The past week has been very interesting. I got up to speed with the dfmt codebase, and managed to do a 1-to-1 port of the lexer dependency from libdparse to DMD-as-a-library. Most parts were pretty straightforward, and the bulk of the work was replacing every tok!"<token>"
instance with TOK.<token>
and making sure the token coming from DMD was the same as what was previously being used. So far so good!
You can see the draft PR tracking the work here.
Going forward, my mentor and I have decided that it would be impractical to try and replace the parser directly, for multiple reasons:
- It's a lot of work to replace the parser and use the DMD AST instead of libdparse's, and all of this work will happen without a working version of dfmt. If, at the end of this, dfmt is broken or refuses to compile, it could very well mean that all that effort went down the drain.
- Doing a brute force replacement of the parser will prevent us from testing the transformation passes in dfmt individually, and also brings us back to the point above.
Hence, we've decided to do an incremental rewrite of the files that use the parser, initially with no passes (just to ensure the AST is being built in the first place), and then adding each pass along with relevant unit tests.
I don't want to sound alarming or anything, but an AST is not really what you want to work with as a formatter.
The main reason is that you want to carry around a lot of information that the AST generally doesn't care about (comments, informations about layout, etc...). Consider the following example:
int a; // this is an int.
int b;
We immediately recognize that the comment refers to a. However:
int a;
// this is an int.
int b;
Now we recognize that the comment refers to b.

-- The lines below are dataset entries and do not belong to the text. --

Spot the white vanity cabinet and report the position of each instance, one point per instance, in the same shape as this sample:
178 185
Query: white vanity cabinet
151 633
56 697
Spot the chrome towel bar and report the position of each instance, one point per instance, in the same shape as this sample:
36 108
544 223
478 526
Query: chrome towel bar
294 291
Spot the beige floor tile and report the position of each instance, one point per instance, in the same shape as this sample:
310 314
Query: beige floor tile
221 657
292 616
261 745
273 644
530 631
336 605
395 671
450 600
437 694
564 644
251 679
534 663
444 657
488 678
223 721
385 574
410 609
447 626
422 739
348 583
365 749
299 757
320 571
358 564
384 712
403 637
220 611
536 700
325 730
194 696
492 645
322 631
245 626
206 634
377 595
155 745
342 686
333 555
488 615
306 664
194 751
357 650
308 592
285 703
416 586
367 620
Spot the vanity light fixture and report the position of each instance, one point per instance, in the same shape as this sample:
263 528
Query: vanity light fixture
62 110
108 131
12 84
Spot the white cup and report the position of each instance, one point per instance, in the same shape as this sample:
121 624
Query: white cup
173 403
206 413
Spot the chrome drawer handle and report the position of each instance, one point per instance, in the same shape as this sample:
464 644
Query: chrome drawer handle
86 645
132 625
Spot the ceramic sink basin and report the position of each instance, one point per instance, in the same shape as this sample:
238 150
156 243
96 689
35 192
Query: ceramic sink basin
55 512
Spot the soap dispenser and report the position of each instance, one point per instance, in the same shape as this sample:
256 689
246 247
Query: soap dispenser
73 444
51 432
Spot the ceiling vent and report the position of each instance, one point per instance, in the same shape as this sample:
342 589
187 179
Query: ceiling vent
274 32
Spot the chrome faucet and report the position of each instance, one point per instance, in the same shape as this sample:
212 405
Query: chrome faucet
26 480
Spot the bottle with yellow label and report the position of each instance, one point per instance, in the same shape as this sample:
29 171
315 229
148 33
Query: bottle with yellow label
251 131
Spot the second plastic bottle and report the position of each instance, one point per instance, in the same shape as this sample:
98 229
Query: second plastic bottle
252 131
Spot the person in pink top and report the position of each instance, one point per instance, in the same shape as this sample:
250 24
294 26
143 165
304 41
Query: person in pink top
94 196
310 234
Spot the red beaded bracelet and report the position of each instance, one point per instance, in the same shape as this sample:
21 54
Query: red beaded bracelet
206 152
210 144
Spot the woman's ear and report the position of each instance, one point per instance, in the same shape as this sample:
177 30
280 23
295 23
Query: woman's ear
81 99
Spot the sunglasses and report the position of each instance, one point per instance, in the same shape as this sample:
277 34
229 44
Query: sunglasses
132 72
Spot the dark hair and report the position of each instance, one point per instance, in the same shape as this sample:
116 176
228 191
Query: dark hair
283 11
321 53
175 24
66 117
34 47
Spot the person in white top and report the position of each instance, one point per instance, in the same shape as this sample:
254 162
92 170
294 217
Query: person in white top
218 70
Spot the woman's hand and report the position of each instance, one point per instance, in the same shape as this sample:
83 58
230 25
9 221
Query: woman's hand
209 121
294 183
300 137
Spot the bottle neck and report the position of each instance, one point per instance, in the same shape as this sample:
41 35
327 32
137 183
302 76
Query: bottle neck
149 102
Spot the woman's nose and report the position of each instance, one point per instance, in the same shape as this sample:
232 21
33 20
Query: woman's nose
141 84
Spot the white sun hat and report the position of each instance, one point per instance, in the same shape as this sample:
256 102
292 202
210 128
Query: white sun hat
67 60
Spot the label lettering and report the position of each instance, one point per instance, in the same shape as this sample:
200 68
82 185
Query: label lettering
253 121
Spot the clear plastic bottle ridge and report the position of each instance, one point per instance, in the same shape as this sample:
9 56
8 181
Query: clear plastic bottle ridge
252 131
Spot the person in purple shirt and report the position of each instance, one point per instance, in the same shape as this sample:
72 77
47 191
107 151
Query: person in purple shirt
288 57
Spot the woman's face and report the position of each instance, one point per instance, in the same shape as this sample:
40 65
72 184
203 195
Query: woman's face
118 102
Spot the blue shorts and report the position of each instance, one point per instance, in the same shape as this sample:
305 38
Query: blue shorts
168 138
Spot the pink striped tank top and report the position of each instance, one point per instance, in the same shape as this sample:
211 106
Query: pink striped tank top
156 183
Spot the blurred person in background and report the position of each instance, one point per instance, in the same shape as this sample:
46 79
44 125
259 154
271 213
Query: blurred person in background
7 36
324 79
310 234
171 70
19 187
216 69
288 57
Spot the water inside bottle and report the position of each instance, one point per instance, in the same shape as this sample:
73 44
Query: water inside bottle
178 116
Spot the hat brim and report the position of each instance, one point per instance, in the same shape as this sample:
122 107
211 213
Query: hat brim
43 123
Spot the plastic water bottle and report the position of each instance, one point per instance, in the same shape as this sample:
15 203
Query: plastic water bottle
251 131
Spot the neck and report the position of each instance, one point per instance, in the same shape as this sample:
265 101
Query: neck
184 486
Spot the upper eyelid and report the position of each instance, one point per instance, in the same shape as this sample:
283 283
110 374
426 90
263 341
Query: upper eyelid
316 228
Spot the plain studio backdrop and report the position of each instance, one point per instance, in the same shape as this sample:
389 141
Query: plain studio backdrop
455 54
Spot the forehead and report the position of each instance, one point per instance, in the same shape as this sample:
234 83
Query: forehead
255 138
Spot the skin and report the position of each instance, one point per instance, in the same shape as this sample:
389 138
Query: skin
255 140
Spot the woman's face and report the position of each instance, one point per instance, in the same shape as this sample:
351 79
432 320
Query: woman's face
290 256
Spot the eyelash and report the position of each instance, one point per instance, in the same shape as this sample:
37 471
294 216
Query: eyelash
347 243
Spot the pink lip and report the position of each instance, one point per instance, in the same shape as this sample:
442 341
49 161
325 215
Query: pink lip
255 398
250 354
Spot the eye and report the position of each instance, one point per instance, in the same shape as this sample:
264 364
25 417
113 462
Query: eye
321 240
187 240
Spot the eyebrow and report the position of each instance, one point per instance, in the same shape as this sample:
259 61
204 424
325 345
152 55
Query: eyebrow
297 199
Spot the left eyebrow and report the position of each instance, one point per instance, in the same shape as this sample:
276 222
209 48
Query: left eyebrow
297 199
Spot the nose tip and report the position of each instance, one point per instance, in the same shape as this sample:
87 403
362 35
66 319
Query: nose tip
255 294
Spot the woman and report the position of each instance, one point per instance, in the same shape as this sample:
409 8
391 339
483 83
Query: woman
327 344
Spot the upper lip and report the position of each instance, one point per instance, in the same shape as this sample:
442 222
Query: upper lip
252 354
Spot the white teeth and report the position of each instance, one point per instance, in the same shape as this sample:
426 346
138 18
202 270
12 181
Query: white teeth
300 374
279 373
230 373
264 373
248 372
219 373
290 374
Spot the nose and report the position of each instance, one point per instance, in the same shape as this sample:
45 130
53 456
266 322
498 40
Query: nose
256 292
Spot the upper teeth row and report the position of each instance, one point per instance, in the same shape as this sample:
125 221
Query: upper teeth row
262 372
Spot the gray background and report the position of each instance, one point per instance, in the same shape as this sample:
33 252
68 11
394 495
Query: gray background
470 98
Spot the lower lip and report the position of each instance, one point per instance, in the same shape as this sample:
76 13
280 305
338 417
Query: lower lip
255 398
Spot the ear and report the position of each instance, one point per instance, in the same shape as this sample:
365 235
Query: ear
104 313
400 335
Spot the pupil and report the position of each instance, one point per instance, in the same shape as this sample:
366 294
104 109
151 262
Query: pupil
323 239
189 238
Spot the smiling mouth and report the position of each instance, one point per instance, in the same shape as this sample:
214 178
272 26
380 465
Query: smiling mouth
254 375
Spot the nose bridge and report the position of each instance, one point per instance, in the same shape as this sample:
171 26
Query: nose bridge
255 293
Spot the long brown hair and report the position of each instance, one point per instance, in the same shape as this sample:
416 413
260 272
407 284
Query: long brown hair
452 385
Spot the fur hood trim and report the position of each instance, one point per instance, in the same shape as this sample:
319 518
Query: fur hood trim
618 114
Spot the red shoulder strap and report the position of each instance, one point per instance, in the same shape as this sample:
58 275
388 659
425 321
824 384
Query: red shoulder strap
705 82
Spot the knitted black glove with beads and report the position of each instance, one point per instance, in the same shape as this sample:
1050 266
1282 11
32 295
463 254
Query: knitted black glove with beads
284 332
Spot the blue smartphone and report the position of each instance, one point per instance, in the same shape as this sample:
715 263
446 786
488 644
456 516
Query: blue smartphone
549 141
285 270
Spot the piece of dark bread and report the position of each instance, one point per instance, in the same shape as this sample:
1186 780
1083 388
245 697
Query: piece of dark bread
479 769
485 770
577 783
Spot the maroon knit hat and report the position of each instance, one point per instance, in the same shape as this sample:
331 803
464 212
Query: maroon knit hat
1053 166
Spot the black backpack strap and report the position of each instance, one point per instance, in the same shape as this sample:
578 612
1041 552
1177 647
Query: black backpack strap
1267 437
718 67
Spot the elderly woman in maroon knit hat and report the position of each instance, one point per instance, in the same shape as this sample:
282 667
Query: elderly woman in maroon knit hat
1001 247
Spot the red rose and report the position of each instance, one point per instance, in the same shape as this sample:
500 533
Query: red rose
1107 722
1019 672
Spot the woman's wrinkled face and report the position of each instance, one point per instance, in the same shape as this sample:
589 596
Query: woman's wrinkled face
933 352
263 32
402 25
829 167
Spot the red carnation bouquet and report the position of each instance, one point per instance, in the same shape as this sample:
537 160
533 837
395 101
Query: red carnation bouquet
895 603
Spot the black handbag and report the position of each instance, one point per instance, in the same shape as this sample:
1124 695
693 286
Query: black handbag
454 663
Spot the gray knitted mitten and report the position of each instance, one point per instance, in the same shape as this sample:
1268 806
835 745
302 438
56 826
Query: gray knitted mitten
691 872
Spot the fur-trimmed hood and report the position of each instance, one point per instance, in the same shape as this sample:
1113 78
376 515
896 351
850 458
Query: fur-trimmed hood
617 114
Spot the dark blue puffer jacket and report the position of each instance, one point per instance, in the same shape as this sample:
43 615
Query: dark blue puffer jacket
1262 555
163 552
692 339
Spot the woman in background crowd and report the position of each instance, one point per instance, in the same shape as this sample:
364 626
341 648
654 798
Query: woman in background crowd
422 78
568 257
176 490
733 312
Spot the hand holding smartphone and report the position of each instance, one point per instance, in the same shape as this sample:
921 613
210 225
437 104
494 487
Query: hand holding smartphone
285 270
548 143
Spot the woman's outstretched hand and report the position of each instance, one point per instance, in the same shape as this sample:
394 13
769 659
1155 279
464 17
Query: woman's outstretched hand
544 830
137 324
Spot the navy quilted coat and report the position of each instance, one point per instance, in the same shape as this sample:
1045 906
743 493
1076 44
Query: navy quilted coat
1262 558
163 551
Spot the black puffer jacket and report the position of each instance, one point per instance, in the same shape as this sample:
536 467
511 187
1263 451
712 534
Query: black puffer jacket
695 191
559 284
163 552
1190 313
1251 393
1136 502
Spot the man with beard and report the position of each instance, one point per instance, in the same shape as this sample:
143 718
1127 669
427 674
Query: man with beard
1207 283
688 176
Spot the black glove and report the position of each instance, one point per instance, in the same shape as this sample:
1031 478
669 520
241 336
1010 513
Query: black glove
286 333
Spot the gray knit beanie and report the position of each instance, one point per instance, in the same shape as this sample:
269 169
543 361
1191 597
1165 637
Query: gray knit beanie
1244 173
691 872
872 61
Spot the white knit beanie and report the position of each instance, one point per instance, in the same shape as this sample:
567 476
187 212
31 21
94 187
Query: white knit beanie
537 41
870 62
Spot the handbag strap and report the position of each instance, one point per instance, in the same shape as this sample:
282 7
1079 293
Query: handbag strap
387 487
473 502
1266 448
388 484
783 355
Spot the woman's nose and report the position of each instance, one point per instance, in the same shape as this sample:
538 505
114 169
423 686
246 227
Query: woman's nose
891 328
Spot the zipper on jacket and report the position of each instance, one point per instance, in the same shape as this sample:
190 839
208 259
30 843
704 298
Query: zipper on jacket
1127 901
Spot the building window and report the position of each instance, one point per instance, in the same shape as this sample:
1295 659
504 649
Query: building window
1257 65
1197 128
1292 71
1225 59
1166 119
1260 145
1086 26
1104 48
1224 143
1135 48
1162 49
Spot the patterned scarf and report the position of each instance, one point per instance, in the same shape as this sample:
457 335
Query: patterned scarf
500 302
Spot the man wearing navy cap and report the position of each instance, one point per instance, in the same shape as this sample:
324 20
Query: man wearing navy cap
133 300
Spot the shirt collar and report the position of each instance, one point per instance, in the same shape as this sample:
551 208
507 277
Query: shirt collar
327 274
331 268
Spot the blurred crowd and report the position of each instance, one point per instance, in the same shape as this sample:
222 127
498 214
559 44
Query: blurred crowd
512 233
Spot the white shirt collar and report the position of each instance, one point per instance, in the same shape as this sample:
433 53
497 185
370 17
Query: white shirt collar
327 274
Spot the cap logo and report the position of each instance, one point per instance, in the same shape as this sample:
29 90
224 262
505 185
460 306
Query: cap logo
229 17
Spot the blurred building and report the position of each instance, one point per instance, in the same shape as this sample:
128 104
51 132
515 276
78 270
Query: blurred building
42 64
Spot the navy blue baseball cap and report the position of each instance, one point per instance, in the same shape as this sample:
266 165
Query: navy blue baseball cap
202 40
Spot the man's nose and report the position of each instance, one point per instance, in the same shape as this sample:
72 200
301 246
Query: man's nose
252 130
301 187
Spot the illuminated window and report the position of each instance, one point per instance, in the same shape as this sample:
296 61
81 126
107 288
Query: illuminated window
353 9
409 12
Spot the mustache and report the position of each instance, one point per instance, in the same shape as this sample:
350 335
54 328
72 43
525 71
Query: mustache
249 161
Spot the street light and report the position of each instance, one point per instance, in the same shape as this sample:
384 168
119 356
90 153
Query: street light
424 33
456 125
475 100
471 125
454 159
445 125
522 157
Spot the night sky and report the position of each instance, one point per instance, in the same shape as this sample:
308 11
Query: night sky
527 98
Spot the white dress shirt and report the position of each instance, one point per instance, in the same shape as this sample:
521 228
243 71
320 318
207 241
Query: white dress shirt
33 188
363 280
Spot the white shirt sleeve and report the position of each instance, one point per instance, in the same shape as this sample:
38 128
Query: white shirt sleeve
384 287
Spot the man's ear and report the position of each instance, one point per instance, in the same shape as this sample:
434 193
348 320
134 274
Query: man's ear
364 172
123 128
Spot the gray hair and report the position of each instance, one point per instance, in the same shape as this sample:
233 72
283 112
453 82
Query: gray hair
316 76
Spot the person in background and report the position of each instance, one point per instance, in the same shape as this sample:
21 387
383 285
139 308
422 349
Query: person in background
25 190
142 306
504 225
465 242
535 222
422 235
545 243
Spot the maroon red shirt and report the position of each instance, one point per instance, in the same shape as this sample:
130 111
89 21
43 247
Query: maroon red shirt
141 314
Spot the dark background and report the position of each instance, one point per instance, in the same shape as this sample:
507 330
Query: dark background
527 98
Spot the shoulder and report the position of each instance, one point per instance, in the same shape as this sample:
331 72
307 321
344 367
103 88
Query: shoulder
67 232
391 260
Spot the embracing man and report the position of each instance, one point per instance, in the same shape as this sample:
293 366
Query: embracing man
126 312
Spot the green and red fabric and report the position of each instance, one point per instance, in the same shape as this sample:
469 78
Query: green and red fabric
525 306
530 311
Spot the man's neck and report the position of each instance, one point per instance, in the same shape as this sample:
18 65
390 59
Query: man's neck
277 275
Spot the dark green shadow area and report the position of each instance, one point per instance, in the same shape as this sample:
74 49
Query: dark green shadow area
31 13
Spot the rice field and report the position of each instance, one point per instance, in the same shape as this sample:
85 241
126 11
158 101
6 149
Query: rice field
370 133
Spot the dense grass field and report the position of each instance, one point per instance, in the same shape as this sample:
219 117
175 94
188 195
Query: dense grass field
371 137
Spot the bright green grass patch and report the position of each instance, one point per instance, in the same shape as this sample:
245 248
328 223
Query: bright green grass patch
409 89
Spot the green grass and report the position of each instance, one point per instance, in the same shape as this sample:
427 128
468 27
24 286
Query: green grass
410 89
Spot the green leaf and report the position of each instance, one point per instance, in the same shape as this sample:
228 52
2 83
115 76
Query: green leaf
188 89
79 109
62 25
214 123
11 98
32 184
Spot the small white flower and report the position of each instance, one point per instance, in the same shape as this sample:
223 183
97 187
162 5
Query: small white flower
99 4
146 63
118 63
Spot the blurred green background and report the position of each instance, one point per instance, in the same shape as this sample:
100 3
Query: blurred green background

There is a lot of subtle semantic in there that is very hard to convey through an AST and are very hard to work with in that form.
But dmd attaches comments to declarations in the parsing phase. You can get the comments from the AST. Why is that not a good way to represent the data?
> There is a lot of prior art on the matter of code formatting, and the best explanation is probably the one from dartfmt's author: https://journal.stuffwithstuff.com/2015/09/08/the-hardest-program-ive-ever-written/ . clang-format and many others do use this approach.
The article states the following:
"At this point, you’re probably thinking, “Wait. What’s so hard about formatting?” After you’ve parsed, can’t you just walk the AST and pretty-print it with some whitespace?
If every statement fit within the column limit of the page, yup. It’s a piece of cake. (I think that’s what gofmt does.) But our formatter also keeps your code within the line length limit. That means adding line breaks (or “splits” as the formatter calls them), and determining the best place to add those is famously hard."
So the fundamental problem comes from the fact that the author wants to do smart stuff with line/column limits. dfmt does not even have a line limit option, so that problem does not apply here. Even if we were to add it, that could be viewed as a separate project of transitioning dfmt to a better representation.
> Shameless plug: sdfmt uses that approach. You can get it there: https://code.dlang.org/packages/sdc%3Asdfmt .
I understand this is probably out of scope to turn things around at this time, but holly hell, do we really need, as a community, to redo all the mistake other communities have done instead of learning from them, and, to add insult to injury, involve junior devs in that madness?
As things stand dfmt already exists and is implemented by using an AST to output the formatted code. Maybe that is not the ideal approach and could be improved, but that has nothing to do with this project. This project is all about replacing a dependency (libdparse) with another one (dmd-as-a-lib) so that when dmd is upgraded, dfmt ideally would not be affected.
Re-engineering the formatter such that it uses a different technique represents a separate project that is orthogonal to the current effort.